We finally resumed implementation in October 2006,” explains Russell, “but we soon realised that our plans for a Christmas go live were very optimistic. Specifically, we needed to do some customisation on EFACS E/8 in order for it to be able to handle our unique batch numbering requirements. We also needed some work done in order to provide instant part ordering from within the BOM screens for our engine builders. While this was happening we were also modelling all of our existing processes onto EFACS E/8. However this was all done by personnel within the company who had their usual jobs to do as well.” As data transfer from Command neared completion, Exel consultants were on-site to assist with the final stages. Given the need to get it right first time, Ilmor had several dry runs before successfully going live in May 2007. As Russell reflects, “It was by and large very smooth. Most importantly we were able to continue doing business with no major interruptions. Our staff are generally PC literate and most people’s interaction with the system is very straightforward and is further aided by the intuitive nature of EFACS E/8.”

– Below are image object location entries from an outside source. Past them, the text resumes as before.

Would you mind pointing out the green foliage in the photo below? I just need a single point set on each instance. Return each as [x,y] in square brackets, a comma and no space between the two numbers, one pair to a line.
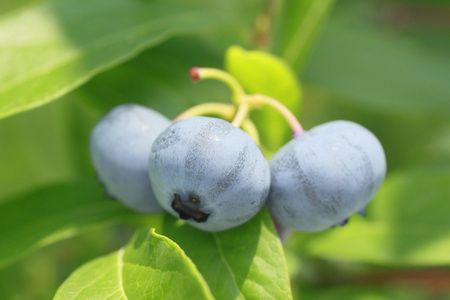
[262,73]
[246,262]
[407,224]
[77,40]
[390,76]
[125,274]
[50,214]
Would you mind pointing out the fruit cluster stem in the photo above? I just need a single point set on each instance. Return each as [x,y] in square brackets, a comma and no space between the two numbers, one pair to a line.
[258,99]
[226,111]
[237,90]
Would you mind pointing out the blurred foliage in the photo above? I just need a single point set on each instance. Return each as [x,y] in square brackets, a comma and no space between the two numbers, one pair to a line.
[383,64]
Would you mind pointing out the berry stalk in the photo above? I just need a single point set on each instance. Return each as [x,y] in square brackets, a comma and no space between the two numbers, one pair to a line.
[226,111]
[237,90]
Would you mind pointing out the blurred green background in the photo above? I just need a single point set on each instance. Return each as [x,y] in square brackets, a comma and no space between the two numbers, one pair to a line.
[383,64]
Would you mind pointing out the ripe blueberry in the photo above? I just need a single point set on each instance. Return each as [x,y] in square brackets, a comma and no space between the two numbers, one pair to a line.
[209,173]
[120,145]
[324,175]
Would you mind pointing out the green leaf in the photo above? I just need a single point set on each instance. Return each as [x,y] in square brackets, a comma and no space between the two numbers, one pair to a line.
[151,266]
[246,262]
[47,215]
[159,78]
[78,39]
[361,292]
[407,224]
[298,26]
[377,70]
[263,73]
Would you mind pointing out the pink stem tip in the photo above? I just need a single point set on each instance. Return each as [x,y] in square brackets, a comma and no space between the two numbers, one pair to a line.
[195,74]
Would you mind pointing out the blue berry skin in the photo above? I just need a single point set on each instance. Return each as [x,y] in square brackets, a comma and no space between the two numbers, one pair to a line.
[209,173]
[325,175]
[120,145]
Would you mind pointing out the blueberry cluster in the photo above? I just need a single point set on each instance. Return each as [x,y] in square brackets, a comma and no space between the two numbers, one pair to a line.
[210,173]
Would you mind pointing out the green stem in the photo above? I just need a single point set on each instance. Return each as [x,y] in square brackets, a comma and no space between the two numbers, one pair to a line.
[226,111]
[249,127]
[241,114]
[257,99]
[237,90]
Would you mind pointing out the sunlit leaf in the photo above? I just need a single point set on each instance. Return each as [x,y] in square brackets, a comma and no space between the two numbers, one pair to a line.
[50,214]
[263,73]
[246,262]
[51,47]
[151,266]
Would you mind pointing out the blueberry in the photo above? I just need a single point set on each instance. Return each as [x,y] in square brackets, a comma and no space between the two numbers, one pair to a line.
[208,173]
[324,175]
[120,145]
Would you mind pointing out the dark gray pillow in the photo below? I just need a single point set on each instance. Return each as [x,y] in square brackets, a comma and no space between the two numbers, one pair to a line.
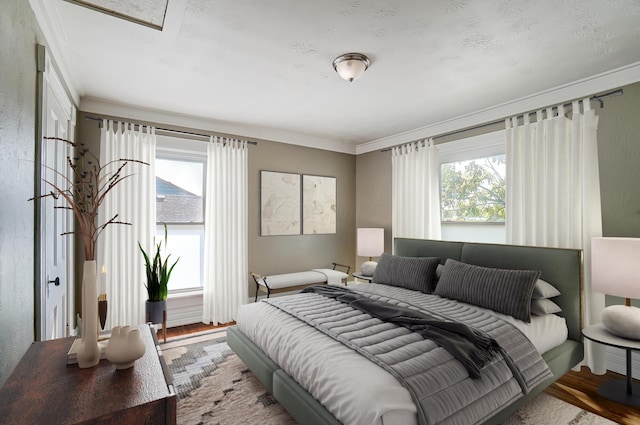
[501,290]
[543,289]
[416,273]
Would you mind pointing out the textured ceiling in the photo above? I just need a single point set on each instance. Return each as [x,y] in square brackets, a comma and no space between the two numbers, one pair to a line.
[269,63]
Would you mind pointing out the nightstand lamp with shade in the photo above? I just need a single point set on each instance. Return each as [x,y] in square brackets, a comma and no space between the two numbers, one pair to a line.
[370,244]
[615,270]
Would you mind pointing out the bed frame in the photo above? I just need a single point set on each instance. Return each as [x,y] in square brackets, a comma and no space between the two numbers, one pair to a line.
[560,267]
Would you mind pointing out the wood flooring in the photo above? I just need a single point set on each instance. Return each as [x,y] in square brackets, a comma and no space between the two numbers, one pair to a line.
[578,388]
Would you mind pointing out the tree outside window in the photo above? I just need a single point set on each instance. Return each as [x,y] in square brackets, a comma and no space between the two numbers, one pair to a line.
[474,190]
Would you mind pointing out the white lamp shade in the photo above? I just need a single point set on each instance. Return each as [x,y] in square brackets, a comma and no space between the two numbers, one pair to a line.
[615,266]
[351,66]
[370,242]
[351,70]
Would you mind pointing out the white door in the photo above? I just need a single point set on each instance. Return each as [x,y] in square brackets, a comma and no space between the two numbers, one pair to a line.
[56,273]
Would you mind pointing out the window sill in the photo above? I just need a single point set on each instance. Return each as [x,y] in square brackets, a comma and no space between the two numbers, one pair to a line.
[185,294]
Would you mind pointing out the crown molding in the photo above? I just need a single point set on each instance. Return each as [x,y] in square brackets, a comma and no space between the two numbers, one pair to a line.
[102,107]
[576,90]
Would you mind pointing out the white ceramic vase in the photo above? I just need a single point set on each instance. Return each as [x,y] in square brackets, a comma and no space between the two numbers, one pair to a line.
[125,347]
[89,351]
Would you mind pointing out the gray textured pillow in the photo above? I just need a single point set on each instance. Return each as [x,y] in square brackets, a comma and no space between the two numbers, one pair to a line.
[543,289]
[543,306]
[416,273]
[501,290]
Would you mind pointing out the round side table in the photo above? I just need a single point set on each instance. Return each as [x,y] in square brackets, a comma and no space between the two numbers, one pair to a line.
[621,391]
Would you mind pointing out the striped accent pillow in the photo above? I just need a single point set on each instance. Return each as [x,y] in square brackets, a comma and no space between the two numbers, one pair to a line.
[501,290]
[415,273]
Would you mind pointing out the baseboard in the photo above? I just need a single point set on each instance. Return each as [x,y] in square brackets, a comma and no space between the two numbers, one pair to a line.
[184,310]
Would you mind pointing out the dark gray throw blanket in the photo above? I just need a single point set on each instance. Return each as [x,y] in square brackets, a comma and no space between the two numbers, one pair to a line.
[468,345]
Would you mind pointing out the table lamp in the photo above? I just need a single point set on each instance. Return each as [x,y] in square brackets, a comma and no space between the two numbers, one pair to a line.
[615,270]
[370,244]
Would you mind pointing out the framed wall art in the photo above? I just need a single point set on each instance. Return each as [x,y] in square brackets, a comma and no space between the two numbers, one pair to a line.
[319,205]
[279,203]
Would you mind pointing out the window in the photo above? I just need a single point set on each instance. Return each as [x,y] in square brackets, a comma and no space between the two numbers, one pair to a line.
[180,188]
[473,188]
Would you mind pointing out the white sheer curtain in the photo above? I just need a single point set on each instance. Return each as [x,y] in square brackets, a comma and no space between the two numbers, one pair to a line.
[416,191]
[133,200]
[226,263]
[553,193]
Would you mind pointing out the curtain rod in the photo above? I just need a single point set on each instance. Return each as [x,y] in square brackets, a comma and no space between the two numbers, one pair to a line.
[168,130]
[598,98]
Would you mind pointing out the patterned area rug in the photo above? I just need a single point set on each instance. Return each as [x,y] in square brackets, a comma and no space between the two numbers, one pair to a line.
[215,387]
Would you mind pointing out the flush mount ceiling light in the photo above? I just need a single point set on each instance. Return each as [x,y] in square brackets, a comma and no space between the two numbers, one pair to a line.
[351,66]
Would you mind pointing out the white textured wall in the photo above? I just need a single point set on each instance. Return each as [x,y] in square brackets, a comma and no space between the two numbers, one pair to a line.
[18,38]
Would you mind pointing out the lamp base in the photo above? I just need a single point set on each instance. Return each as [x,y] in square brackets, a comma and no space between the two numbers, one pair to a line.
[367,268]
[622,321]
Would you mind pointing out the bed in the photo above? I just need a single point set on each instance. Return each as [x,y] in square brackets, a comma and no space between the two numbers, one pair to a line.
[560,267]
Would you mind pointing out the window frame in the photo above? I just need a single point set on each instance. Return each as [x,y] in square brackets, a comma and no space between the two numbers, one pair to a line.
[186,150]
[467,149]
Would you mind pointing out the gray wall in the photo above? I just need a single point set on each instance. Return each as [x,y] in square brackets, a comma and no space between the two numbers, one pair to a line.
[619,160]
[283,254]
[18,38]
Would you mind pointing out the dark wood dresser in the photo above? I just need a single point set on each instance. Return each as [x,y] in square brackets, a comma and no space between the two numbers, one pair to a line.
[43,389]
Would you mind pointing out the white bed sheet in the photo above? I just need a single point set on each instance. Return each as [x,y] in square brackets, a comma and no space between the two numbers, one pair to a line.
[353,388]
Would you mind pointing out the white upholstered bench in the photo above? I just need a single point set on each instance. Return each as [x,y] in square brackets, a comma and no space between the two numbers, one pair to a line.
[298,280]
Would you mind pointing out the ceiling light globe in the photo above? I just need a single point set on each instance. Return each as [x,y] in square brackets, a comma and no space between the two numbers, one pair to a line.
[351,66]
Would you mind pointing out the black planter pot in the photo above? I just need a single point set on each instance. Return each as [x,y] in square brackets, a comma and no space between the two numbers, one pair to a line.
[154,311]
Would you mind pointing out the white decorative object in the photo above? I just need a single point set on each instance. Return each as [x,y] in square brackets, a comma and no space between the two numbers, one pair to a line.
[125,347]
[89,350]
[351,66]
[319,205]
[370,244]
[279,203]
[368,268]
[616,271]
[622,321]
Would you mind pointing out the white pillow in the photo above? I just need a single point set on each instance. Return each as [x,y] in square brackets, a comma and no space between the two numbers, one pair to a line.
[544,306]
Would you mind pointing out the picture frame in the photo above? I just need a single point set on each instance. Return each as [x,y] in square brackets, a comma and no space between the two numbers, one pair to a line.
[280,203]
[319,205]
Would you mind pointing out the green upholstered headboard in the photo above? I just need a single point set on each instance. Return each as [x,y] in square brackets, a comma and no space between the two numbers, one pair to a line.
[560,267]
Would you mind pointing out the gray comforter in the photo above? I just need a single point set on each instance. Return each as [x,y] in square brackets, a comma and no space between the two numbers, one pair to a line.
[438,383]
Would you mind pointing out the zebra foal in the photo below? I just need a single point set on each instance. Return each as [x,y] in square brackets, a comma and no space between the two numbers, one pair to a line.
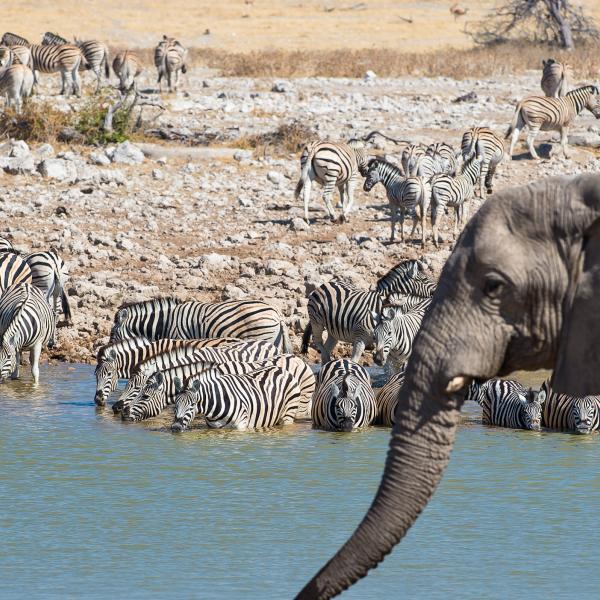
[26,323]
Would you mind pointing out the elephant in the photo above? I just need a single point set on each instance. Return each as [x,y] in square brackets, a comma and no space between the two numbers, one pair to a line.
[519,291]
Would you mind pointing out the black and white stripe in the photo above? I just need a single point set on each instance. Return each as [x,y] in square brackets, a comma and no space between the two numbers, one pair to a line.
[344,399]
[569,413]
[483,144]
[551,114]
[507,404]
[26,323]
[403,194]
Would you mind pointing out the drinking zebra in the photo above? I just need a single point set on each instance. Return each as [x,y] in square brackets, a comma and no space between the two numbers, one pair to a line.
[569,413]
[49,275]
[551,114]
[13,270]
[127,67]
[483,144]
[263,398]
[344,399]
[332,164]
[26,323]
[192,352]
[387,399]
[454,192]
[555,78]
[403,194]
[507,404]
[394,333]
[94,52]
[172,318]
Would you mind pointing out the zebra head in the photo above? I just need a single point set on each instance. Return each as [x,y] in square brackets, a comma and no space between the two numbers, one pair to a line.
[585,414]
[186,403]
[531,409]
[106,377]
[345,402]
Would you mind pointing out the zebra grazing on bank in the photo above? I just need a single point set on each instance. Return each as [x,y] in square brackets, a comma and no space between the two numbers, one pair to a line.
[394,333]
[192,352]
[344,399]
[333,165]
[118,360]
[26,323]
[454,192]
[569,413]
[483,144]
[169,60]
[403,194]
[49,274]
[551,114]
[16,84]
[263,398]
[387,399]
[555,78]
[172,318]
[13,270]
[507,404]
[94,52]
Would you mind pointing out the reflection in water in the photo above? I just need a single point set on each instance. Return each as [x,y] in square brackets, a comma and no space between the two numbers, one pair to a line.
[94,507]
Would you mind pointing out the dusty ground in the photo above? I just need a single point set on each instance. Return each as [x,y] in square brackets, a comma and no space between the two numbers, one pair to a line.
[215,228]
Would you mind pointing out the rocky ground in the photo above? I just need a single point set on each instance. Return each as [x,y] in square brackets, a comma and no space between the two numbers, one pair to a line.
[137,221]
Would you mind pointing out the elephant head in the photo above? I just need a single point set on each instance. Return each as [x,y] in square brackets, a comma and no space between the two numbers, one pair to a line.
[519,291]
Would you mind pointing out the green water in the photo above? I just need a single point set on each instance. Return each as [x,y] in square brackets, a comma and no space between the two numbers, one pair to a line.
[95,508]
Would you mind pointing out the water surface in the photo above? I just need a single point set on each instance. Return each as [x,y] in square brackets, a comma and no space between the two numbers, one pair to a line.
[96,508]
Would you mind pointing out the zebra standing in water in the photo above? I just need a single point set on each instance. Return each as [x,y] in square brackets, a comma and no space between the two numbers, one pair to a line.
[403,194]
[332,164]
[454,192]
[49,275]
[570,413]
[54,58]
[483,144]
[507,404]
[344,399]
[555,78]
[263,398]
[94,52]
[551,114]
[26,323]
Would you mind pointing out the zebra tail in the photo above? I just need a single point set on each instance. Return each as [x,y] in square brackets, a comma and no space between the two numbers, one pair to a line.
[306,339]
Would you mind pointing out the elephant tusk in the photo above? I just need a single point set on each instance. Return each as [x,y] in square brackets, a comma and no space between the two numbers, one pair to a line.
[456,384]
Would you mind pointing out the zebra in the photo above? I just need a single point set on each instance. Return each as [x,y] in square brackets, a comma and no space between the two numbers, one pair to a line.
[49,275]
[394,333]
[26,323]
[16,83]
[488,148]
[403,194]
[569,413]
[507,404]
[193,352]
[169,59]
[455,192]
[555,78]
[263,398]
[13,270]
[551,114]
[332,164]
[127,67]
[171,318]
[344,399]
[387,399]
[94,52]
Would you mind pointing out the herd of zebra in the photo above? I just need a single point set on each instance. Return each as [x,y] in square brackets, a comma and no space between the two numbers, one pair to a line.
[437,175]
[21,62]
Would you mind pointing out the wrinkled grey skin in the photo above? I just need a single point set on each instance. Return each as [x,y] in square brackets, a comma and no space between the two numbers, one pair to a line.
[524,279]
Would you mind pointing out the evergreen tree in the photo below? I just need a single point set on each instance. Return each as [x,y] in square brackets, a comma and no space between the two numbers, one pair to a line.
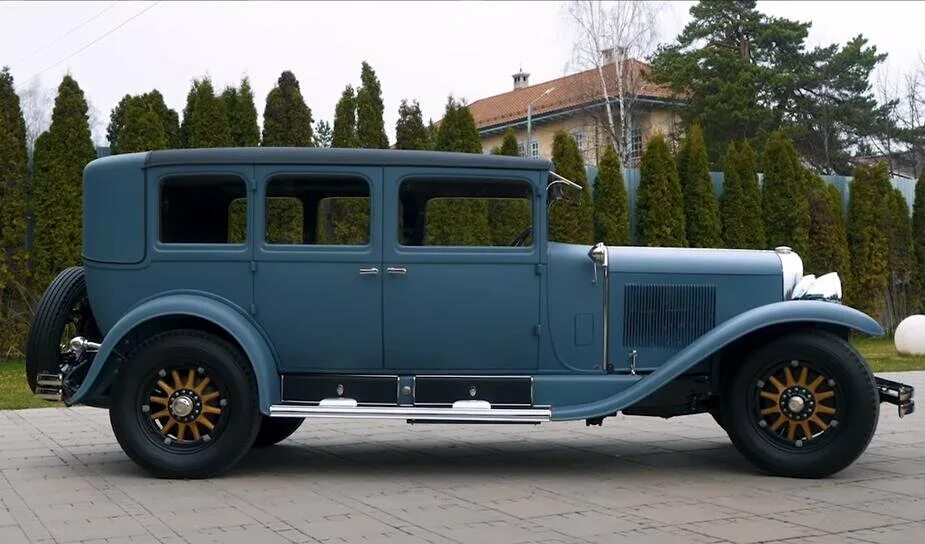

The first significant benefit of EFACS E/8 was felt within the first month of implementation, within the accounts division of the company. For the first time ever the accountant could set up a system with the codes that he actually wanted and that made sense to the company. The balance sheet was completely accurate and unlike the previous system with its 2 week wait for vital financial management information, this was now instantly available and showed real-time visibility of the financial position of the company. Perhaps more significant is that the new levels of data and insight were credible from the outset.

Ilmor Engineering have already implemented Shop Floor Data Capture (SFDC) via bar code readers that automatically update the system with each completed process step. Looking forward, the next main area of development is to activate the full power of EFACS E/8’s built-in planning and scheduling functionality. This will give much more accurate visibility and utilisation of Ilmor’s machining capacity. Russell is under no illusions that there is much, much more to come, which is why he concludes by saying, “We know that we’re only just beginning to scratch the surface of what EFACS E/8 can do for us.”